To do this we need to go to the Admin Panel and Settings. This time if we select ‘Models’ you will see a list of your models that we can now edit. Select the model that you want to attach the ‘Knowledge’ database to. Just go to ‘Knowledge → Select Knowledge’ and add which ever ones you like. You can also edit other details of the model here. Keep citation ticked.
(You could actually define the whole model here, notice there is ‘System Prompt’ and ‘Advanced Params’, which is the same as information in the model file, the only problem is that you won’t be able to use the model in other apps).
Using the Models
Now create a New Chat, select the model that you have just created from the drop down list and ask it a question. One of my test queries is:
Create a rounded rectangle component in Grasshopper using Rhino C#. The inputs are width, height and radius. It should have two outputs, a list of the curves, and a single curve that is made from joining the curves.
It takes a little while to answer because it has to query the documentation first, so be patient!
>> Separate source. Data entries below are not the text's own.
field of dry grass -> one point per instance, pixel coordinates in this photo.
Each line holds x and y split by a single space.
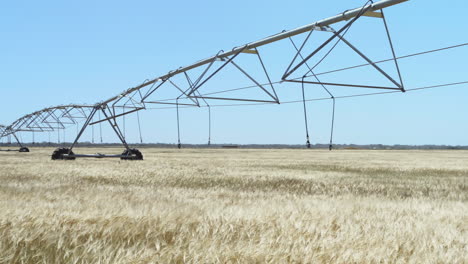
236 206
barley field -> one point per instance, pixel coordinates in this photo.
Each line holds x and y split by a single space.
235 206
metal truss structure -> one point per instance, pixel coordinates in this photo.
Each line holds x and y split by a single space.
189 83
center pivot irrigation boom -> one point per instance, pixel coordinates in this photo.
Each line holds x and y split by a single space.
4 132
196 76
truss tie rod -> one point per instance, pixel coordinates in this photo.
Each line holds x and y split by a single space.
346 15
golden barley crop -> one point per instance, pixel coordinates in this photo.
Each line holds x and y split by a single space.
236 206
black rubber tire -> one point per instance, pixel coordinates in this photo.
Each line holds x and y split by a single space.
132 154
24 149
58 154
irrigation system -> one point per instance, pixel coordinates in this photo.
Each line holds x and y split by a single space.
188 82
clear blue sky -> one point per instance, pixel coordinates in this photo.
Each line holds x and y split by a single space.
59 52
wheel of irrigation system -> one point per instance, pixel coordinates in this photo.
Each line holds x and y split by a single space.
59 154
24 149
131 154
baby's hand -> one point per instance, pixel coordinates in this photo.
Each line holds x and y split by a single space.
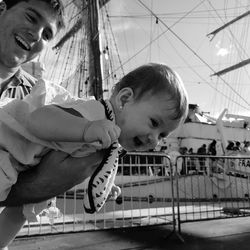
104 131
114 193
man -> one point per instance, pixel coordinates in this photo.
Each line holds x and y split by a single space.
26 27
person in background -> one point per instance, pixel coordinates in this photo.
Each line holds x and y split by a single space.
202 151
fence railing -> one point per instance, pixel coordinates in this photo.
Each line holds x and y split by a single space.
144 179
210 187
155 192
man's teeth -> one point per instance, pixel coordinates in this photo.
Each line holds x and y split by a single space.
25 44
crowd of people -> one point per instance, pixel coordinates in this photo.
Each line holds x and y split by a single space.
135 116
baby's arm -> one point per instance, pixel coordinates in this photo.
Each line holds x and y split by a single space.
53 123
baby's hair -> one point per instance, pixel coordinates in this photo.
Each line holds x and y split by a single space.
56 6
154 78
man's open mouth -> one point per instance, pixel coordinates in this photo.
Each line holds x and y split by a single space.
22 43
137 142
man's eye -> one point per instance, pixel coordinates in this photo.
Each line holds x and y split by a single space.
31 18
154 123
47 35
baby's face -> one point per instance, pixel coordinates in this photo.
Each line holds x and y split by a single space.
144 123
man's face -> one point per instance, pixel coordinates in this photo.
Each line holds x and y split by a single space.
25 30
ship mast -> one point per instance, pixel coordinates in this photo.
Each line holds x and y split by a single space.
93 44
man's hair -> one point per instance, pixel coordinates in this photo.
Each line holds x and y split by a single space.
56 6
153 79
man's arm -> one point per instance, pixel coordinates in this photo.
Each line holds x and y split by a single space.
56 173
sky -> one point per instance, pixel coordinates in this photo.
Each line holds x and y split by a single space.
176 33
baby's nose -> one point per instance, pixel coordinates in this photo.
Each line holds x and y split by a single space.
153 141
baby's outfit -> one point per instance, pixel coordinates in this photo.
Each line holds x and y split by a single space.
20 150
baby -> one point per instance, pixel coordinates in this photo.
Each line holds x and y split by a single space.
146 105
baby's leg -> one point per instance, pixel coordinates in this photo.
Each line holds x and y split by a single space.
11 222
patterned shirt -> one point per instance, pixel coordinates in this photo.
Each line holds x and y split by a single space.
18 86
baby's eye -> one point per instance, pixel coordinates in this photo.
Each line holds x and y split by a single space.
154 123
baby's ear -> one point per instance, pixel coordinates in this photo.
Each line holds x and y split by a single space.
124 96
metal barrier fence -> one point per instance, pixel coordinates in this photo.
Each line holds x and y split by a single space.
210 187
198 188
146 182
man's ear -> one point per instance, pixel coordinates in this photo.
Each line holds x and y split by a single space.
3 7
124 96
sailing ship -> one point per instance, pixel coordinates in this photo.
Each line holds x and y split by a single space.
86 61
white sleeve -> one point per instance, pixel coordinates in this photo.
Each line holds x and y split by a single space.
44 93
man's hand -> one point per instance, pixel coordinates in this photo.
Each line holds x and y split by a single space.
103 131
56 173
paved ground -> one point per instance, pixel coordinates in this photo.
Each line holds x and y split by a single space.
223 234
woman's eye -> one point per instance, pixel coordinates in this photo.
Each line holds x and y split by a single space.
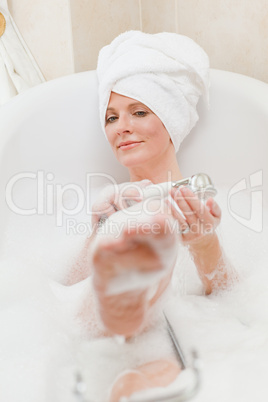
141 113
111 119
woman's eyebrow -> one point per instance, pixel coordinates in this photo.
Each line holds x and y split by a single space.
130 105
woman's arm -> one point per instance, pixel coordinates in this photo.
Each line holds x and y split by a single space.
200 223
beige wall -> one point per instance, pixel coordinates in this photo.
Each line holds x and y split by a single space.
66 35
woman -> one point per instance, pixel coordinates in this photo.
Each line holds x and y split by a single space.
149 86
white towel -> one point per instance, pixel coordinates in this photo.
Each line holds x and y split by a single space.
167 72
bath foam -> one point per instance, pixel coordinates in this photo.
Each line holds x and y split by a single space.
132 279
42 345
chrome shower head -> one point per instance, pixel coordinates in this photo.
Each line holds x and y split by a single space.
200 184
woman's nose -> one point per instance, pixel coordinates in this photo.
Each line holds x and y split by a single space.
124 125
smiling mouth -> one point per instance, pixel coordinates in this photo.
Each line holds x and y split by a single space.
131 144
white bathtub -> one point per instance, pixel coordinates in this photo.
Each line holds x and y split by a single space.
54 128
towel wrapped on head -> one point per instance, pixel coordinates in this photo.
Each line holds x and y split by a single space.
167 72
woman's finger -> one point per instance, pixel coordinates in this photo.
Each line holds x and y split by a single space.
214 208
186 209
201 211
176 214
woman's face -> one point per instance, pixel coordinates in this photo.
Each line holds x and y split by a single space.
136 135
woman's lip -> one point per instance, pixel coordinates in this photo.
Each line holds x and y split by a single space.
129 146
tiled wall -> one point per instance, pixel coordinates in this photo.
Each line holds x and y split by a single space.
66 35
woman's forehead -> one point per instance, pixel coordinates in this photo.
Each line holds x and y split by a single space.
116 100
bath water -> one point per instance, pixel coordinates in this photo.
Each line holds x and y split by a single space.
43 343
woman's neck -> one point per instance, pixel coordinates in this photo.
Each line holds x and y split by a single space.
159 173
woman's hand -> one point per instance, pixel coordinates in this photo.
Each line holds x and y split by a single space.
116 197
200 219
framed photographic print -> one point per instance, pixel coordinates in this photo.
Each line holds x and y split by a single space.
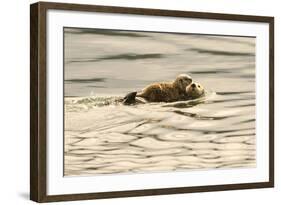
134 102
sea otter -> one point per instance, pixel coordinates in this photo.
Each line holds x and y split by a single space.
192 91
166 91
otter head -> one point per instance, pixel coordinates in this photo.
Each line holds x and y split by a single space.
195 90
182 81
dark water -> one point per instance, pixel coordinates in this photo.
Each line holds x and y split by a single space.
217 131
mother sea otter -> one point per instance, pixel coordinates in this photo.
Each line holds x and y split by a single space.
162 92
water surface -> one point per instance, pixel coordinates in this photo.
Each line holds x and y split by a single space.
104 137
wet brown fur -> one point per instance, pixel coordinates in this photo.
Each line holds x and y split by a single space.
162 92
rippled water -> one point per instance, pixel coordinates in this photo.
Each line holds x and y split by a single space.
105 137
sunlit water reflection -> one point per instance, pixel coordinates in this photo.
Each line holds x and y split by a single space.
102 136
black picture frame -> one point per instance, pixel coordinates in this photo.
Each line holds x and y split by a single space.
38 111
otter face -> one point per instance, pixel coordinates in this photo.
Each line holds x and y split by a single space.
195 90
182 81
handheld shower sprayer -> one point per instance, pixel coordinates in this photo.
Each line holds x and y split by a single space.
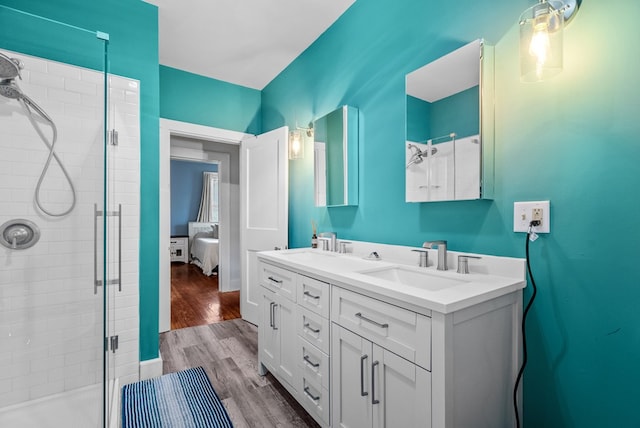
9 70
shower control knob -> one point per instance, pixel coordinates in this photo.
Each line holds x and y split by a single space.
19 234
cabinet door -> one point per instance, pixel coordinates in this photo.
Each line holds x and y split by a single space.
286 325
350 379
268 333
400 392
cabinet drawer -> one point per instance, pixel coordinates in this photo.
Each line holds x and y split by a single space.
314 328
399 330
314 295
315 399
313 363
280 280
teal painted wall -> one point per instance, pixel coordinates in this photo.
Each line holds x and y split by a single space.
133 52
192 98
572 140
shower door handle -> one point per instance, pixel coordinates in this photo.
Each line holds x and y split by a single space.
97 282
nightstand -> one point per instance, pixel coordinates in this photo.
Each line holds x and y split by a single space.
180 249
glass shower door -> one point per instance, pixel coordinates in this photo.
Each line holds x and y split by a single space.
53 275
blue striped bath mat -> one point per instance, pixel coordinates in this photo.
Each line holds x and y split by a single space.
184 399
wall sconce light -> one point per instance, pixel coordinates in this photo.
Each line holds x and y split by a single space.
296 145
541 29
297 138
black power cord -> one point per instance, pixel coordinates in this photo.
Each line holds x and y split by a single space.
524 319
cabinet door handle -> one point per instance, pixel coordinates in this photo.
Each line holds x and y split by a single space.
369 320
306 293
308 360
373 383
273 312
308 392
277 281
308 326
363 393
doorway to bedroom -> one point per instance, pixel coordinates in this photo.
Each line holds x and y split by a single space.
204 195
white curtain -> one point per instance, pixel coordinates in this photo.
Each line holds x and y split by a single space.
208 212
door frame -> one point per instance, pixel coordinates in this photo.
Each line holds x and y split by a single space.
169 128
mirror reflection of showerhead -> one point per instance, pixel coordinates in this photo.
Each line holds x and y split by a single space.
9 67
417 155
9 89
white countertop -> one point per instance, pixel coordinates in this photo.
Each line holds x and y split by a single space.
490 277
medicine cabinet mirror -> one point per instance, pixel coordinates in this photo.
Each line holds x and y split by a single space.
449 127
336 158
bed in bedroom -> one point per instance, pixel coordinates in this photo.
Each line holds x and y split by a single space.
204 248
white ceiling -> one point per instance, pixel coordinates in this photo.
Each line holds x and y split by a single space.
246 42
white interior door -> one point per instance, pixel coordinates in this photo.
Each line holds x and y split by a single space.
264 203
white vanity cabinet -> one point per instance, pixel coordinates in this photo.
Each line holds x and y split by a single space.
313 347
362 353
293 336
372 386
276 333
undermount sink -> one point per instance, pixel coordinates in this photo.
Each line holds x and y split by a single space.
327 259
413 278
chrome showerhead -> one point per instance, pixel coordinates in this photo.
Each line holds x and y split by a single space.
9 67
9 89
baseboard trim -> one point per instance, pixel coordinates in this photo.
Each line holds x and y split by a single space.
150 368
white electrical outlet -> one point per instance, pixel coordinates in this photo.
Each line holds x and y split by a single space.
525 212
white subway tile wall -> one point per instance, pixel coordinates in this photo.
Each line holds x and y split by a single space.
51 323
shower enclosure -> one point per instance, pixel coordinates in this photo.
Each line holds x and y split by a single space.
69 225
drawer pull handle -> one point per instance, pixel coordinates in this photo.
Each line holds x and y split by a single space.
308 326
277 281
306 293
373 383
313 397
273 316
369 320
363 393
308 360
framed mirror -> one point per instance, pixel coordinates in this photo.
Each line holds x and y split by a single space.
449 127
336 158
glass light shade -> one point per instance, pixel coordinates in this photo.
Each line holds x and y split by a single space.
541 29
296 145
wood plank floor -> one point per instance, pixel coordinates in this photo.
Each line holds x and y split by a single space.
228 352
195 299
(You should see the updated query that your Local Model has generated for the embedding next to the spinning icon.)
Further Uses
If you would prefer a different interface for Ollama, you can do a similar setup through MSTY, or directly in VS Code. I’ve been using the Continue extension with some success. Cline and Copilot itself also allow access your models on Ollama, but you will need to set up the Documents differently in each.